Prof. Türkeş: Yağmurun Her Damlası Altın Değerinde
Boğaziçi Üniversitesi İklim Değişikliği ve Politikaları Uygulama ve Araştırma Merkezi Yönetim Kurulu Üyesi Prof. Dr. Murat Türkeş, Türkiye’nin kuraklık riskine ilişkin çarpıcı değerlendirmelerde bulundu. Türkeş, “Uzun süreli kuraklıklar artık bir ihtimal değil, yaşadığımız bir gerçek. Bu durum yalnızca tarımı değil, sosyal ve ekonomik yapıyı da dönüştürüyor; göçleri, şehirleşmeyi ve hatta güvenlik politikalarını etkiliyor” dedi.
Uzmanlara göre Türkiye’de artan sıcaklıklar, değişen yağış rejimleri ve azalan yeraltı suyu rezervleri, yalnızca çiftçiyi değil şehirlerdeki su yönetimini, enerji üretimini ve günlük yaşamı da doğrudan etkiliyor.

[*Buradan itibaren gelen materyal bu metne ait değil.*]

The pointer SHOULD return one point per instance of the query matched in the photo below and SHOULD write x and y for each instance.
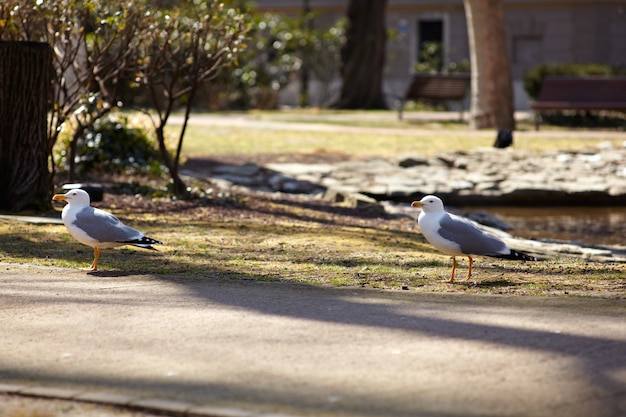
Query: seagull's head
(430, 204)
(76, 197)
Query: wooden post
(25, 84)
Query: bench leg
(537, 120)
(400, 109)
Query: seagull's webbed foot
(469, 271)
(451, 280)
(94, 264)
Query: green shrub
(534, 77)
(114, 147)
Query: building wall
(538, 31)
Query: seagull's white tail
(518, 256)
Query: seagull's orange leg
(453, 270)
(96, 255)
(469, 271)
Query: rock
(412, 161)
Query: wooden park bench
(437, 88)
(580, 93)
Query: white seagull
(456, 236)
(98, 228)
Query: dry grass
(252, 236)
(270, 240)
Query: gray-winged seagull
(456, 236)
(98, 228)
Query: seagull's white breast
(68, 215)
(429, 225)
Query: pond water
(590, 225)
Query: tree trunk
(25, 83)
(492, 86)
(363, 56)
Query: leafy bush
(534, 77)
(114, 147)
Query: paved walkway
(210, 347)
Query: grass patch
(259, 238)
(306, 246)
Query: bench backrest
(438, 87)
(583, 89)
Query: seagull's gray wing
(103, 226)
(470, 238)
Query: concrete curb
(163, 406)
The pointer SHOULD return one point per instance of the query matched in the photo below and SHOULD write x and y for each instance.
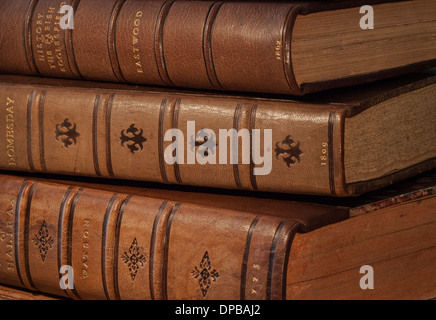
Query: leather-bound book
(88, 243)
(340, 143)
(140, 242)
(290, 47)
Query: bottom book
(98, 241)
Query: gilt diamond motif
(205, 274)
(134, 259)
(43, 241)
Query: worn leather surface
(239, 45)
(127, 246)
(89, 130)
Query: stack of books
(232, 150)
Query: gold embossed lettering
(135, 42)
(10, 134)
(85, 247)
(7, 237)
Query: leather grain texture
(89, 129)
(240, 45)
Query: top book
(288, 47)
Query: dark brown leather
(81, 129)
(125, 246)
(193, 44)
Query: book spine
(211, 141)
(116, 246)
(168, 43)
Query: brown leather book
(291, 47)
(125, 246)
(391, 230)
(340, 142)
(392, 240)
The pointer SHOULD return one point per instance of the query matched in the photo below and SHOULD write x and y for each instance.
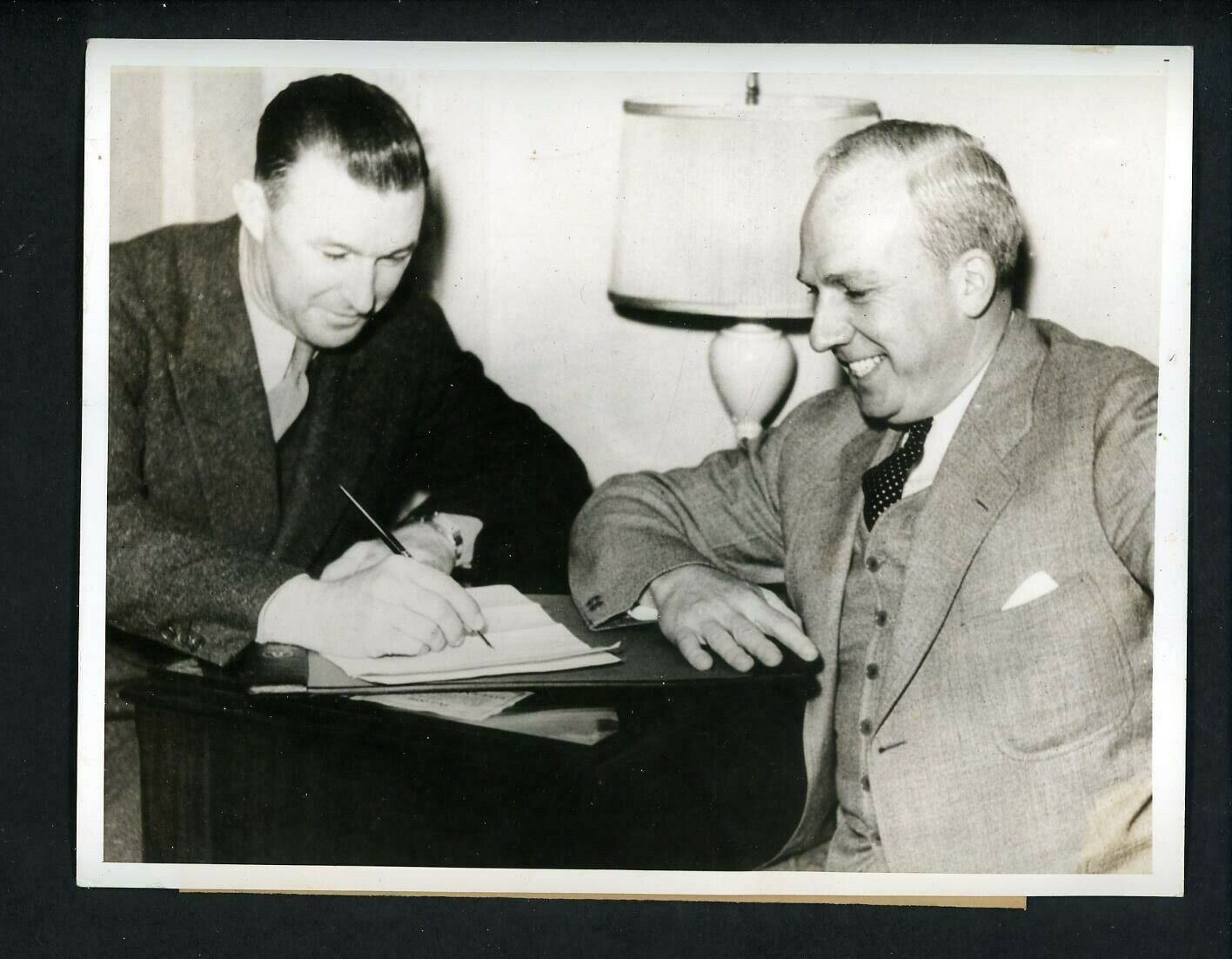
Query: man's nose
(831, 325)
(361, 287)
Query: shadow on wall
(425, 268)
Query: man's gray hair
(960, 191)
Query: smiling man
(965, 530)
(258, 364)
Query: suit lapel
(970, 491)
(218, 385)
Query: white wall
(525, 171)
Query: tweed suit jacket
(200, 533)
(1003, 741)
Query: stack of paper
(524, 640)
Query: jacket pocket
(1052, 674)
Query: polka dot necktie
(883, 482)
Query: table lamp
(710, 198)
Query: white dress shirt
(945, 424)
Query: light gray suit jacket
(1004, 741)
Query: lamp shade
(710, 201)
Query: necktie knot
(290, 394)
(883, 483)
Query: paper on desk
(524, 640)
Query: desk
(696, 778)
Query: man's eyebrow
(337, 245)
(847, 278)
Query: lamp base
(753, 366)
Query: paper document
(524, 640)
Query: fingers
(773, 619)
(445, 587)
(780, 607)
(723, 642)
(690, 647)
(736, 620)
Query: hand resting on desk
(700, 604)
(390, 607)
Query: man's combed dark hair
(361, 124)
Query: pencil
(391, 540)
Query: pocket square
(1035, 586)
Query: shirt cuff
(468, 527)
(272, 623)
(645, 610)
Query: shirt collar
(274, 342)
(945, 424)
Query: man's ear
(252, 207)
(974, 283)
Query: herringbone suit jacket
(200, 530)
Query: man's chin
(337, 333)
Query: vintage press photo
(506, 242)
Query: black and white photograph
(666, 470)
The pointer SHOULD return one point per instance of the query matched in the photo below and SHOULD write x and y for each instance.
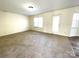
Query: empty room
(39, 28)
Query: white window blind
(55, 25)
(75, 24)
(38, 22)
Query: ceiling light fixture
(31, 7)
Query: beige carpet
(32, 44)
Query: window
(38, 22)
(55, 25)
(75, 24)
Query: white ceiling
(18, 6)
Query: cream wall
(12, 23)
(65, 21)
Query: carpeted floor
(32, 44)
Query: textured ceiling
(18, 6)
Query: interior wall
(12, 23)
(66, 16)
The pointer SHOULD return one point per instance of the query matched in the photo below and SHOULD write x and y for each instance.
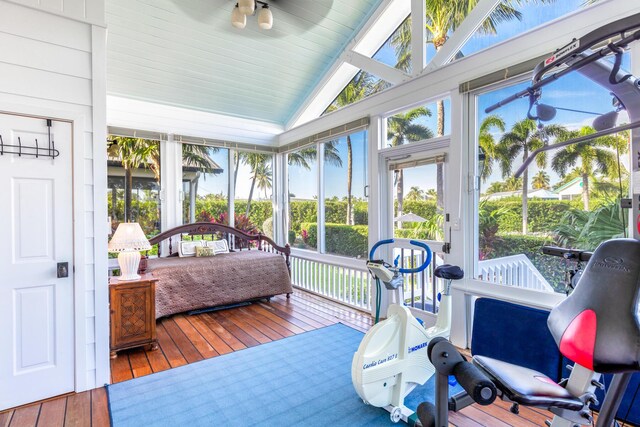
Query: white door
(36, 233)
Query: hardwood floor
(186, 339)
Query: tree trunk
(128, 194)
(114, 202)
(192, 201)
(585, 191)
(399, 192)
(439, 165)
(525, 195)
(349, 181)
(235, 172)
(253, 184)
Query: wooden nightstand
(133, 313)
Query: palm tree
(415, 193)
(512, 184)
(524, 137)
(443, 16)
(541, 180)
(133, 153)
(594, 155)
(401, 128)
(359, 88)
(257, 162)
(495, 187)
(263, 176)
(487, 142)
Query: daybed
(255, 268)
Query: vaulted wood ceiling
(186, 53)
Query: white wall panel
(19, 51)
(42, 26)
(26, 81)
(49, 66)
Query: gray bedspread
(186, 284)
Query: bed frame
(238, 240)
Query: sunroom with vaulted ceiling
(301, 179)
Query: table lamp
(127, 242)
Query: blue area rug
(301, 380)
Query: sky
(574, 92)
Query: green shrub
(552, 268)
(260, 209)
(340, 239)
(544, 215)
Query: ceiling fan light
(605, 121)
(247, 7)
(265, 18)
(238, 19)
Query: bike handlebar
(422, 245)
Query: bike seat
(526, 386)
(449, 272)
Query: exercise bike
(391, 359)
(596, 327)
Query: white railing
(339, 279)
(347, 280)
(514, 270)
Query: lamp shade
(238, 19)
(247, 7)
(129, 237)
(265, 18)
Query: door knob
(63, 270)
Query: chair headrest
(598, 325)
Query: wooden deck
(186, 339)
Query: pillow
(202, 251)
(187, 248)
(219, 246)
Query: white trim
(387, 17)
(463, 33)
(85, 20)
(354, 263)
(152, 117)
(320, 216)
(78, 122)
(418, 147)
(527, 297)
(378, 69)
(100, 227)
(539, 41)
(418, 44)
(231, 188)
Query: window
(303, 198)
(569, 198)
(419, 123)
(415, 198)
(133, 179)
(346, 206)
(511, 19)
(205, 182)
(253, 199)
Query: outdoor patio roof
(185, 53)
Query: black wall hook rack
(31, 150)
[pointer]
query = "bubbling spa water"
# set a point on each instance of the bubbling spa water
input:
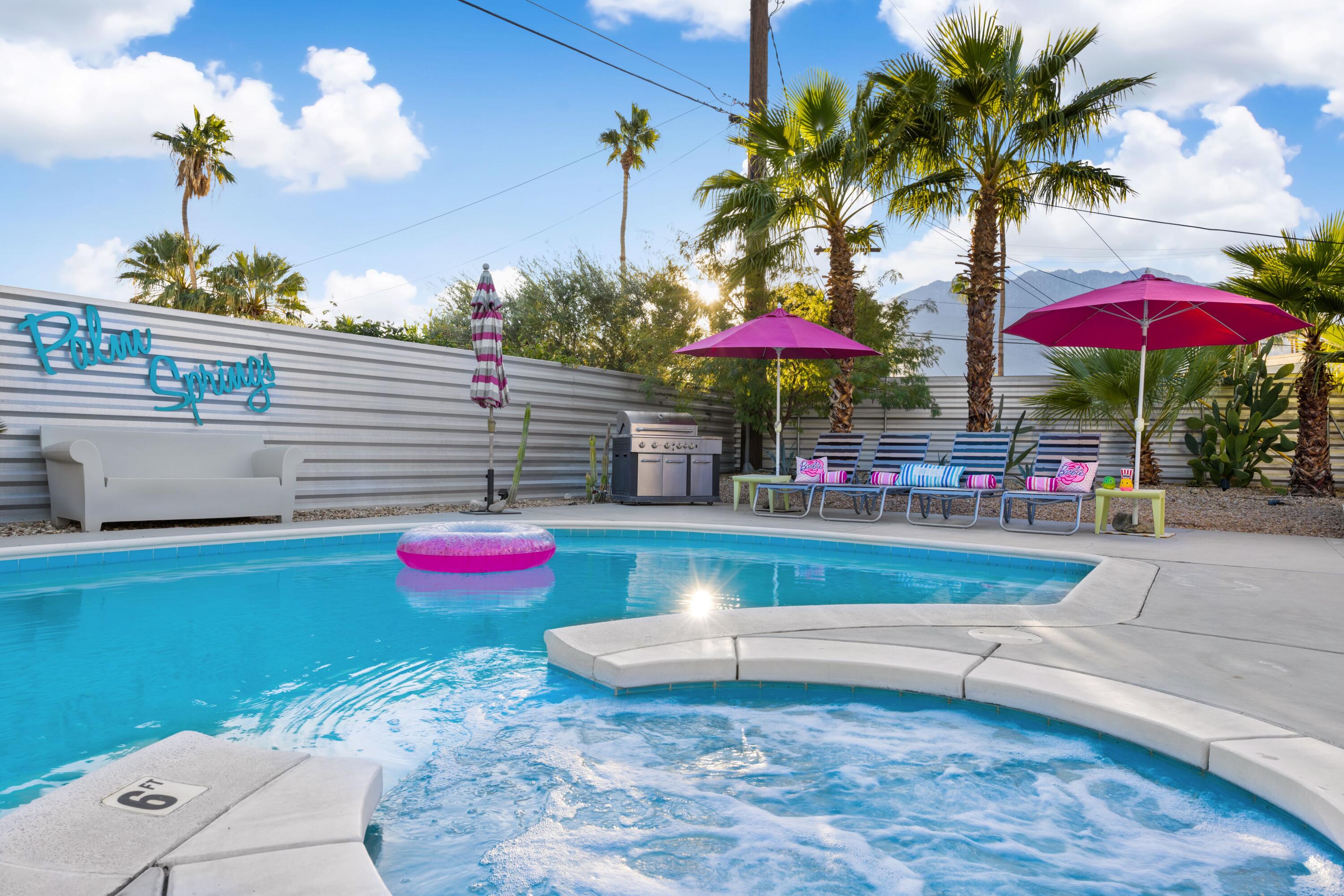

KURAKLIĞIN TEMEL NEDENİ: YAĞIŞ REJİMLERİNDEKİ DEĞİŞİM
Prof. Türkeş, Türkiye’de kuraklığın farklı nedenleri olduğunu belirterek şunları söyledi:
“Yağış getiren sistemlerin etkili olmaması, Kuzey Atlantik veya Akdeniz kökenli cephelerin Türkiye’ye yeterli yağış bırakmaması ve yüksek basınç koşullarının egemen olması uzun süreli kuraklıklara neden oluyor. Bu durum, meteorolojik kuraklıkla başlayıp zamanla tarımsal ve hidrolojik kuraklıklara dönüşüyor.”
Uzman, özellikle İç Anadolu, Güneydoğu Anadolu ve Batı Anadolu’nun bazı kesimlerinin yarı kurak veya kurak alanlar olduğunu vurguladı.
KURAKLIK EN ÇOK HANGİ BÖLGELERİ VURUYOR?
Türkeş’e göre kuraklık, Marmara, Ege, Akdeniz, İç Anadolu ve Güneydoğu Anadolu bölgelerinde en yoğun şekilde hissediliyor. Ayrıca Batı Karadeniz’in bazı kesimleri de zaman zaman kuraklıktan etkileniyor.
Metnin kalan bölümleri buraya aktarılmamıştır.